According to the PLS and SVM prediction figures, all the models had a good prediction for high HIA (over 80%) compounds, but a poor prediction for low HIA (below 30%) ones. That was caused mainly by the unbalanced distribution of experimental HIA values. In the dataset, 71.7% of compounds had high HIA values over 80%; only 18.9% of compounds with HIA from 30% to 80%, and 9.4% compounds with HIA below 30%. Complicated mechanisms which are still unknown can lead to the irregular distribution in the low HIA area of the prediction figures, so the models were trained with biases to well-absorbed drugs.
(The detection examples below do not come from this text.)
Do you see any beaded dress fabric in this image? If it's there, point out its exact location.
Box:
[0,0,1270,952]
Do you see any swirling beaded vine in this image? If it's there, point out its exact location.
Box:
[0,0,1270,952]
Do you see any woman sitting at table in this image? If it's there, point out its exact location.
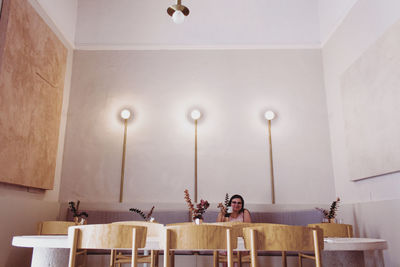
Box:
[217,195,251,223]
Great efforts are still needed to make to find more drugs with reliable and accurate experimental HIA during medium and low range. Hou’s model [23] with r=0.84 for training set of 455 compounds and r=0.90 for test of 98 compounds, which is still the best available. A descriptor named LogD in his model which is an extension of the LogP can response that. However, we have tried to explore to build proper prediction models of HIA with some the other descriptors (such as logS and 2D_Acorr_Sigchg_3) and some other methods (such as KonNN and SVM).
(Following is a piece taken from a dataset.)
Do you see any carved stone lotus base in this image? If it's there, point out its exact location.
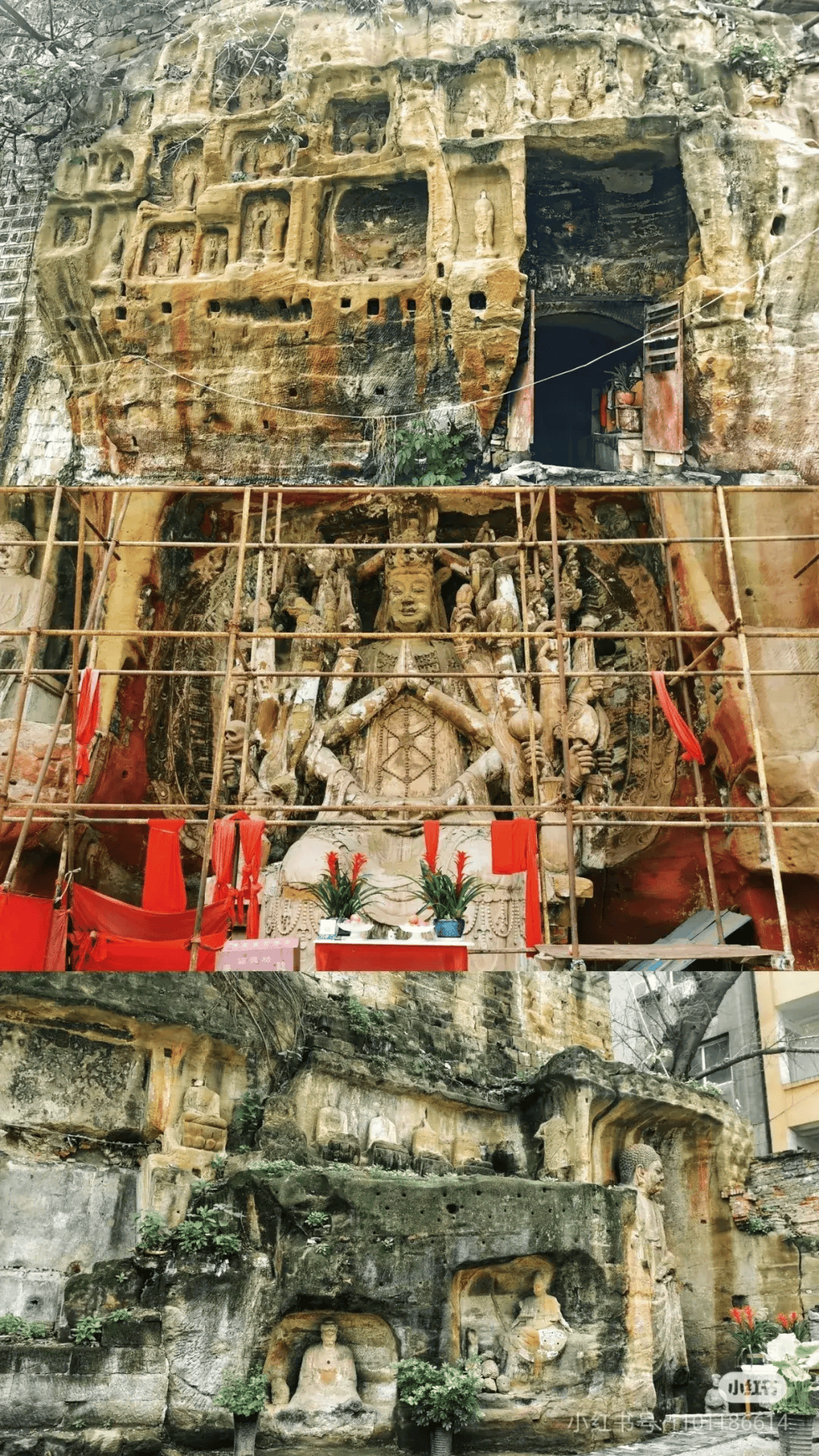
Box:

Models built by ADRIANA.CODE (Model 1A and Model 1B) and by Cerius² (Model 2A and Model 2B) had similar performances: in the models of ADRIANA.CODE descriptors, best r=0.79 for training set, best r=0.87 for test set; in the models of Cerius² descriptors, best r=0.80 for training set, best r=0.89 for test set. This indicates descriptors generated by each of them can provide enough information for HIA prediction. Some ADRIANA.CODE descriptors had showed their potentials for HIA prediction such as LogS and Acorr_Sigchg_3.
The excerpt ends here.